Mereka merupakan Advokat yang Tangguh dan profesional yang muncul dalam kondisi sosial politik yang tidak lazim dan dibesarkan pada era revolusi maupun pada era pemerintahan yang otoriter dan krisis demokrasi seperti pada saat terjadinya tragedi G30S PKI maupun pelanggaran HAM berat yang sampai saat ini tidak pernah diselesaikan secara tuntas.
Namun pada era globalisasi dan digitalisasi, Advokat tidak hanya dituntut untuk menguasai materi hukum, maupun hukum acara serta ilmu terkait lainnya. Tetapi setidak-tidaknya mengetahui dan memahami perkembangan teknologi seperti revolusi industry 4.0 dan 5.0, seperti Ecommerce, internet banking, online bisnis lainnya, fintech, artificial Intelligence, Unicorn dan decacorn. Perkembangan teknologi dan produk ekonomi selalu mendahului perkembangan hukum.
-Selain hal-hal yang telah disebutkan diatas, menurut observasi kami yang telah menjalankan profesi baik sebagai Konsultan Hukum maupun Advokat selama lebih dari 3 dekade,Advokat melakukan pelanggaran baik kode etik dan atau pidana disebabkan oleh antara lain :
1. Obsesi ingin cepat kaya dan terkenal dengan menghalalkan segala cara,padahal patut diketahui untuk menjadi Seorang Advokat yang terkenal selain diperlukan kerja keras inovatif dan kreatif, membutuhkan juga Track Record yang panjang, bisa puluhan tahun, networking yang sangat baik, perlu referensi dan rekomendasi dari pejabat tinggi negara, konglomerat maupun stake holder lainnya dan menjadi kaya merupakan bonus untuk hal tersebut. Faktor luck/hoki juga memainkan peranan penting dalam hal ini. Selain dari pada itu Advokat menjadi kaya dan terkenal karena profesionalisme, kompetensi dan kapabilitas dalam menyelesaikan permasalahan dan membela kepentingan hukum kliennya.
2. Tidak adanya rasa takut kepada Tuhan dan ajaran agama dan kepercayaan yang dianutnya karena seorang Advokat diambil sumpahnya terlebih dahulu pada saat pelantikan.
3. Kurangnya kepercayaan diri akan kompetensi,kapasitas, dan kapabilitas sebagai Advokat.

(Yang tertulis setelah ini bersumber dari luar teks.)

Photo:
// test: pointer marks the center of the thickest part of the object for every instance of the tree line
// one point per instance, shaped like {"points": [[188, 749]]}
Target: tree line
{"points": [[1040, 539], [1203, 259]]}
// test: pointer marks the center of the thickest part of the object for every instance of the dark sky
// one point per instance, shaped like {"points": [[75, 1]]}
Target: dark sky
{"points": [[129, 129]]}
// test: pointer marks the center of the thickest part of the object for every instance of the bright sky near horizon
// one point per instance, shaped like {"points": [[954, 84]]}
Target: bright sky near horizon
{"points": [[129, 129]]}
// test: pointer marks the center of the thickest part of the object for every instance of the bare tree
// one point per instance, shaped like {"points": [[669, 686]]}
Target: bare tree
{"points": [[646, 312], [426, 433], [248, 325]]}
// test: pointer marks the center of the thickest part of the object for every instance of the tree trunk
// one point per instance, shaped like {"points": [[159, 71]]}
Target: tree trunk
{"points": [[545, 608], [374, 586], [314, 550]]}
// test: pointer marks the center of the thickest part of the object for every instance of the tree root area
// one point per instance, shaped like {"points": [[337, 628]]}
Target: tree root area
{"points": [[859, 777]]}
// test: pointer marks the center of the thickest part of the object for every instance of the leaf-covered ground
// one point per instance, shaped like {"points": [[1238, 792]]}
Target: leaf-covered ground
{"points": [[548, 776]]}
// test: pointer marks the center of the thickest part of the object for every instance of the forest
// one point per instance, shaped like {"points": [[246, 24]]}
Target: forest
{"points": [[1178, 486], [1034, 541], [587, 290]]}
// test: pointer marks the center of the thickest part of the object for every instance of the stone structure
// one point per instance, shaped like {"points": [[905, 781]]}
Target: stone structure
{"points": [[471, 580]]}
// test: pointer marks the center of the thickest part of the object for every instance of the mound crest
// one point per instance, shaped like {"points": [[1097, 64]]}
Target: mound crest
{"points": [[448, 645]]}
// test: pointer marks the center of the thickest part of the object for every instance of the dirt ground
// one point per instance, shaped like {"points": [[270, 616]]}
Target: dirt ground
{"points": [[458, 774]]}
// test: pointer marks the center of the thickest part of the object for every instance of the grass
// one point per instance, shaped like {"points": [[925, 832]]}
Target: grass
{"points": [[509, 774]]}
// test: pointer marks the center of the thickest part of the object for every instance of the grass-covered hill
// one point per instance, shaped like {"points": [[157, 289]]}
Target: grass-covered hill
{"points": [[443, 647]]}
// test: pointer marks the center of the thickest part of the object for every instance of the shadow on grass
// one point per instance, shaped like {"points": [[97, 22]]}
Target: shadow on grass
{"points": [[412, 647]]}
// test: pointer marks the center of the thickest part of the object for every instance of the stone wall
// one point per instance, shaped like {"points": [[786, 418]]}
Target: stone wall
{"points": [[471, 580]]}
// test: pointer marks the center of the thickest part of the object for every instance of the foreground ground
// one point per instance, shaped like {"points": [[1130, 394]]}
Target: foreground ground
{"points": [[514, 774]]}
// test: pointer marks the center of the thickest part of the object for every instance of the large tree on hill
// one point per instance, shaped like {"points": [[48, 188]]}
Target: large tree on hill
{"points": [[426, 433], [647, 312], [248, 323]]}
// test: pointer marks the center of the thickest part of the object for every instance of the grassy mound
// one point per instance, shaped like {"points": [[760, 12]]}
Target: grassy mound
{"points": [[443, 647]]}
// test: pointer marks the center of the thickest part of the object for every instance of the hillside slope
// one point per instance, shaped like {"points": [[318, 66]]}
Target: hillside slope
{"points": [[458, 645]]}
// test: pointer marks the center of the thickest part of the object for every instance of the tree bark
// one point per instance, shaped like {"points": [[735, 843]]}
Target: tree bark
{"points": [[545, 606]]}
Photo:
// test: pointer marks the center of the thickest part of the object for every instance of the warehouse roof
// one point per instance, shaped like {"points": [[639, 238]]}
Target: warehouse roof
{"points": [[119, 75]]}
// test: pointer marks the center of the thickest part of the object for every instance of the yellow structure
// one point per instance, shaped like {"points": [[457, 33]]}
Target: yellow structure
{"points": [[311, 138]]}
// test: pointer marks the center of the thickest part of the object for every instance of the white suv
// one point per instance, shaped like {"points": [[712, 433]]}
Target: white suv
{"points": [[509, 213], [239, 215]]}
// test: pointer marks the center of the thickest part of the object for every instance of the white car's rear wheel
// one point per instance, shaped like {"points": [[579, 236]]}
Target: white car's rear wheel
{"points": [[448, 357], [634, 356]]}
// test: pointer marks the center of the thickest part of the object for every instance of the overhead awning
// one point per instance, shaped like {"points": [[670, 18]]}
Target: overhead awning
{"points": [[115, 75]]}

4. Rendahnya vonis Hakim maupun Dewan Kehormatan Organisasi Advokat.
5. Relatif banyak Advokat senior yang tidak memberikan contoh yang baik dalam bertutur kata,bertindak, berperilaku dalam sorotan publik
-Perlunya diubah paradigma ( mindset ) bahwa keberhasilan Advokat bukan diukur dari berapa banyak mobil mewah yang dimiliki dan harta kekayaan lain, melainkan integritas, profesionalisme, serta seberapa gigih dia memperjuangkan kebenaran dan keadilan, karena kalau tolak ukurnya masih pada kekayaan dan penampilan fisik maka kemungkinan terjadinya pelanggaran kode etik dan atau pidana masih akan terjadi.
-Peradi perlu dari waktu ke waktu mengembangkan, mendiseminasi Pendidikan dan pelatihan tentang “ Mental and Character Building “ kepada para Advokat dengan tujuan agar mampu menerapkan karakter positif dalam berkomunikasi,mampu menyelesaikan konflik secara efektif, menjadi pribadi yang menyenangkan, berkarakter positif, jujur, memiliki empati, pendengar yang baik, sopan, ramah dan tidak menyombongkan diri sendiri. Mampu mengelola kecerdasan emosi ( emotional intelegance ) diri dalam usaha pembentukan karakter positif.
-Kepada Advokat yang melanggar Kode Etik dan atau pidana harus diumumkan kepada public mengenai sanksi, Kode Etik maupun pidana sebagai asas publisitas kepada masyarakat maupun pembelajaran kepada Advokat lain. Walaupun keseluruhan langkah ini tidak bisa menghilangkan secara total,namun diharapkan dapat mengurangi semaksimal mungkin pelanggaran Kode Etik dan atau pidana agar semboyan Fiat Justitia Ruat Caelum, walaupun langit runtuh, hukum & keadilan harus ditegakkan.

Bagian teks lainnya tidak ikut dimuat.